TEAM REPORT FROM NALERIGU MISSION: NOVEMBER 7-14, 2015
This was a good mission to the Baptist Medical Centre at Nalerigu in Northern Ghana. This mission was significant for the fact that the second Guido-Cordula Fellow, Dr Mohammed Bukari was a member of the team.
Team Leader: Chris Oppong
Members: Nazzia Mirza (Consultant Surgeon), Sandra Stanton (Theatre Nurse), Dr Mohammed Bukari (Surgical Registrar at Komfo Anokye Teaching Hospital).
Travel November 7, 2015
The team stayed overnight at the Baptist Guest House in Accra. The hour’s flight to Tamale, Ghana’s northern city, on the following day was seamless. This was followed by a 2-3 hour journey to Nalerigu in a hospital 4Wheel Drive vehicle. The road was in parts very bumpy!!!
Accommodation and food
We were provided with very good accommodation. Food was provided by a local chef who would do extremely well on the UK “master chef” TV programme. The accommodation is set in a leafy area of the hospital compound which also houses hospital staff. The morning walk from our accommodation to the hospital was an enjoyable experience. Wi-Fi was available in the “business office” but there were some issues with the network
We met with the whole of theatre team. This was to affirm each member of the theatre team and share our ethos for the week: team work to deliver quality treatment to as many patients as we can manage with compassion and efficiency. We were all encouraged to wear name bands to help with integration of the team and to break down barriers. The WHO check list was used in parts. The whole team worked as a family. The nurse anaesthetists were excellent. The theatre lead and all the staff were very cooperative.
The Fellow, Dr Bukari, was trained in mesh repair and performed 15 procedures independently in addition to 5 procedure performed assisted by a Consultant as part of his training.
Total number of procedures performed was 49 (Hernias 43, including 11 herniotomies in children (26% of hernia patients); Hydrocoeles 4; Lipoma 1; with one return to theatre. Many more patients would have attended for surgery with improved communication and organization.
We had only one early complication. A poorly nourished adult male became septic after repair of a large scrotal hernia. He was returned to theatre for evacuation of scrotal haematoma and made a good recovery.

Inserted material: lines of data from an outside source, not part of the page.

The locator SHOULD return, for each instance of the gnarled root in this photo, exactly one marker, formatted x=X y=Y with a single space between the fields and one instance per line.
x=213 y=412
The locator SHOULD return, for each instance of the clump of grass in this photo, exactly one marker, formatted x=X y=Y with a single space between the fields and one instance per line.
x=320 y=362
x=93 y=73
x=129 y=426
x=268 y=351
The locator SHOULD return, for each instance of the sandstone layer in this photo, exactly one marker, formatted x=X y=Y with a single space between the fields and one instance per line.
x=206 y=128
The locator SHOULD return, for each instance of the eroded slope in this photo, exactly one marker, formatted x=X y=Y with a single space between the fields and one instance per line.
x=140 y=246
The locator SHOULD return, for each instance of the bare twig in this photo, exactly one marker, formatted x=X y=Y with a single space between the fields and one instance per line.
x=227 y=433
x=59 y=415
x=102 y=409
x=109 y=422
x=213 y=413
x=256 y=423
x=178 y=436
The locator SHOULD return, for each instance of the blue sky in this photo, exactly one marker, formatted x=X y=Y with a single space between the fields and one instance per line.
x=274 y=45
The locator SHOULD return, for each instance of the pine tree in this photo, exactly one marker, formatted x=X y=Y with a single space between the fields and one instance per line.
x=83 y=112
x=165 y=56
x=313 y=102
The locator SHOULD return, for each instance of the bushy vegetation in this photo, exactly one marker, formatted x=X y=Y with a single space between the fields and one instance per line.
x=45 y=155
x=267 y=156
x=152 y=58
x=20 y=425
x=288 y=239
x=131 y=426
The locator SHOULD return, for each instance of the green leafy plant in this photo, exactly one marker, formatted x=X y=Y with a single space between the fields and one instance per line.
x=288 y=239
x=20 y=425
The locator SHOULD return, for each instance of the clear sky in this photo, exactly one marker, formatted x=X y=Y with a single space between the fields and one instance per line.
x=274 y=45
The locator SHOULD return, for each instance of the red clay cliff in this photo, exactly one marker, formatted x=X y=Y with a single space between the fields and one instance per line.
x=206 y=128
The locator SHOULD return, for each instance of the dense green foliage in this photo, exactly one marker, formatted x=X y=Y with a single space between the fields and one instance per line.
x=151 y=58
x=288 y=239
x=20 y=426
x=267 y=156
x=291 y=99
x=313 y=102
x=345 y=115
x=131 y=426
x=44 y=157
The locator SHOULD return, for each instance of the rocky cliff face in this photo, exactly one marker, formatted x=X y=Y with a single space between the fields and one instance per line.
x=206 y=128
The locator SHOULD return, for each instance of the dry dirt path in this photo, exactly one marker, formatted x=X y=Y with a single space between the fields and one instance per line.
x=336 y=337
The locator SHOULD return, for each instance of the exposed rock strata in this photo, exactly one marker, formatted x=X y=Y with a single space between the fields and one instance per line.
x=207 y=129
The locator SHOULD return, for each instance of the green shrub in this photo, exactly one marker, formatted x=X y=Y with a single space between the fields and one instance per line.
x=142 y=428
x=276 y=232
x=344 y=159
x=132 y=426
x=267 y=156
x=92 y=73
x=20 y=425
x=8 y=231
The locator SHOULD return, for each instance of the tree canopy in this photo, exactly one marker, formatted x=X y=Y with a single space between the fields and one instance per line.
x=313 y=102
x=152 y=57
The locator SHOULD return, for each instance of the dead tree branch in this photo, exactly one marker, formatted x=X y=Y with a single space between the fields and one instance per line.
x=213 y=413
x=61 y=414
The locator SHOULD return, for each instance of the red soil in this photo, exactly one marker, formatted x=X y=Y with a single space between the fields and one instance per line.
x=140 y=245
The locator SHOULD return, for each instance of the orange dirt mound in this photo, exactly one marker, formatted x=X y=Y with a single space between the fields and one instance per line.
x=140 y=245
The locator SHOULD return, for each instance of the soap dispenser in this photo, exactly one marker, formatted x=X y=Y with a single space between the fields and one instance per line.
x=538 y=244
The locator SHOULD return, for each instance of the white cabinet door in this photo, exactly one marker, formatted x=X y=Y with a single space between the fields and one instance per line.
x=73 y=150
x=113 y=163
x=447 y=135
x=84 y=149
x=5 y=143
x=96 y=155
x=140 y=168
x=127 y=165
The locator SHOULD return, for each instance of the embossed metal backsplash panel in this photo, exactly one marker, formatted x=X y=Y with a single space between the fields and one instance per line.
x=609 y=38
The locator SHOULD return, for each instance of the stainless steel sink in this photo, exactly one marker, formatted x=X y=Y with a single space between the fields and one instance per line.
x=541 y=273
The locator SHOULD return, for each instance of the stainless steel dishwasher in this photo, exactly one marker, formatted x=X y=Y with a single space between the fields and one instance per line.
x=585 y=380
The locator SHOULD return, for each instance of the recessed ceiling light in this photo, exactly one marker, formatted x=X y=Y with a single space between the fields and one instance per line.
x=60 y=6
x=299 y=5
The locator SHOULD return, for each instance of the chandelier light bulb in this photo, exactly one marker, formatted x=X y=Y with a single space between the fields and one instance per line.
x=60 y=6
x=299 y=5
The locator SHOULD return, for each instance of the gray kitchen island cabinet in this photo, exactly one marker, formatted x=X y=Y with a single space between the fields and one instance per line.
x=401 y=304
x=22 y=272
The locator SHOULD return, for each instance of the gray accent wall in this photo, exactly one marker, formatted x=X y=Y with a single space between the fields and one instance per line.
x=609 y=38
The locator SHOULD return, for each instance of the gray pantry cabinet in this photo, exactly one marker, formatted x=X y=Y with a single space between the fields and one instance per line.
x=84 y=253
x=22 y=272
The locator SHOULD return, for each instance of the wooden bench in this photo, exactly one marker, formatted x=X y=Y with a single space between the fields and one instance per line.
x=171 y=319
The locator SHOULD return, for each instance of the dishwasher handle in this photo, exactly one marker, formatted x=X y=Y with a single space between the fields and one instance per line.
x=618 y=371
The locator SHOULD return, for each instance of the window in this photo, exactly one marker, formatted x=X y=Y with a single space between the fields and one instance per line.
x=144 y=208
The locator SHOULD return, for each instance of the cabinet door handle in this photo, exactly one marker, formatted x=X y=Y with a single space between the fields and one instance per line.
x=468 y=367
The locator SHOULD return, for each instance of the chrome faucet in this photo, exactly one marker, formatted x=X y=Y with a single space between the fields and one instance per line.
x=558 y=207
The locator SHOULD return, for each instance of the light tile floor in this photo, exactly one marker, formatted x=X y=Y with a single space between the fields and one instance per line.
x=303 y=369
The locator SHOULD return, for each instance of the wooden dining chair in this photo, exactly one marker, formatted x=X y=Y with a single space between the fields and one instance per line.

A most important final event was a closing debrief meeting of all theatre staff and medical staff, including the Medical Director. There was an open, honest feedback from both the hernia team and the theatre staff. The highlights of the feedback were the following points:
1. The hard work of all team members was acknowledged and commended.
2. There is a need to improve communication with all hospital staff during the planning stages of future missions. This will facilitate better recruitment of patients.
3. Theatre requirements could be more effectively communicated to hernia team.
4. Decontamination and sterilization of diathermy pencils and cables was reviewed. It was agreed the pencils and cables would be cleaned with antiseptic and sterilised in antiseptic solution until required for surgery.
5. The hernia team thanked all the theatre and medical staff for the support received.
6. A group photograph was taken to remember the mission.